Coghill said he was not encouraging others to follow suit as he is uncertain about his own future beyond the Church of Scotland.

“I do not know the direction of my own future,” he said. “I know only that whilst many good, Godly and devout Christian men and women will continue within the fold of the Church of Scotland, I personally cannot continue to serve a Church which as an institution, has chosen its own Gods, and departed from the God of the Bible, whatever words may be used to contrary.

“I have taken you as far as the Lord has allowed me to do.”

The recent vote by the Church will allow gay ministers to take on parishes in Scotland’s largest Protestant church body for the first time since its formation 450 years ago.

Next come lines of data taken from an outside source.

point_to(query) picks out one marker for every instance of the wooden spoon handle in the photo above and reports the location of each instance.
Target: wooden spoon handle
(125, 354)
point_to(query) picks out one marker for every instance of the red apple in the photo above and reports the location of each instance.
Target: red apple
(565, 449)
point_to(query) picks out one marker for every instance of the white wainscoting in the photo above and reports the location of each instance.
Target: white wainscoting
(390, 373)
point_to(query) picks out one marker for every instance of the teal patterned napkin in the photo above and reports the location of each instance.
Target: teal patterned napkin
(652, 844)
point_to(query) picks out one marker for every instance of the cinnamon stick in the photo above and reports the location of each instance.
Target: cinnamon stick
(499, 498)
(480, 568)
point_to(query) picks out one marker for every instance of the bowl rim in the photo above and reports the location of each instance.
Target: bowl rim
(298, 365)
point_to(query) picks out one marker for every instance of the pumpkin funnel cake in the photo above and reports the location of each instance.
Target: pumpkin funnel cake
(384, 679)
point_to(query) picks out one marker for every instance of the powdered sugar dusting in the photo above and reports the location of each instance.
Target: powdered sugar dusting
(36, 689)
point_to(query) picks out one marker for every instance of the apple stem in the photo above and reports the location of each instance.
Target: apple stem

A temporary moratorium was initially imposed in 2009 following an uproar at the appointment of the first openly gay clergyman, Scott Rennie, as a minister in the Church’s history. However, the Presbyterian Church’s law-making body voted last week to lift that ban, which now opens the prospect of the church body moving toward allowing civil partnerships for gay couples.

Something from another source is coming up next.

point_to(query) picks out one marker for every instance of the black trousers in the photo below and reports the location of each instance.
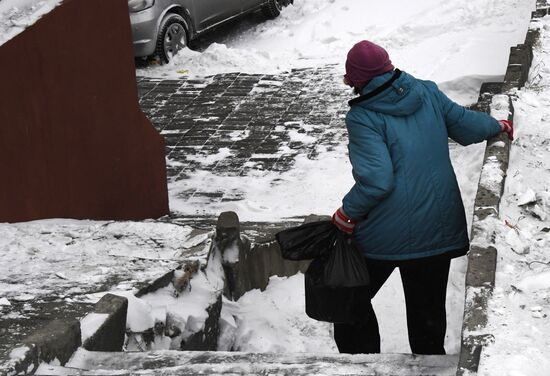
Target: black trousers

Rev. Coghill’s decision to resign follows an announcement by Rev. Roddy MacRae, minister of Glenelg and Kintail, who last week reported of his intention to leave the Church of Scotland following the vote.

The Church of Scotland’s vote came just weeks after the largest Presbyterian denomination in the U.S. also approved a similar measure. A majority of the Presbyterian Church (U.S.A.)'s district governing bodies voted in favor of deleting a requirement from the church constitution that requires clergy to live “in fidelity within the covenant of marriage between a man and a woman, or chastity in singleness.”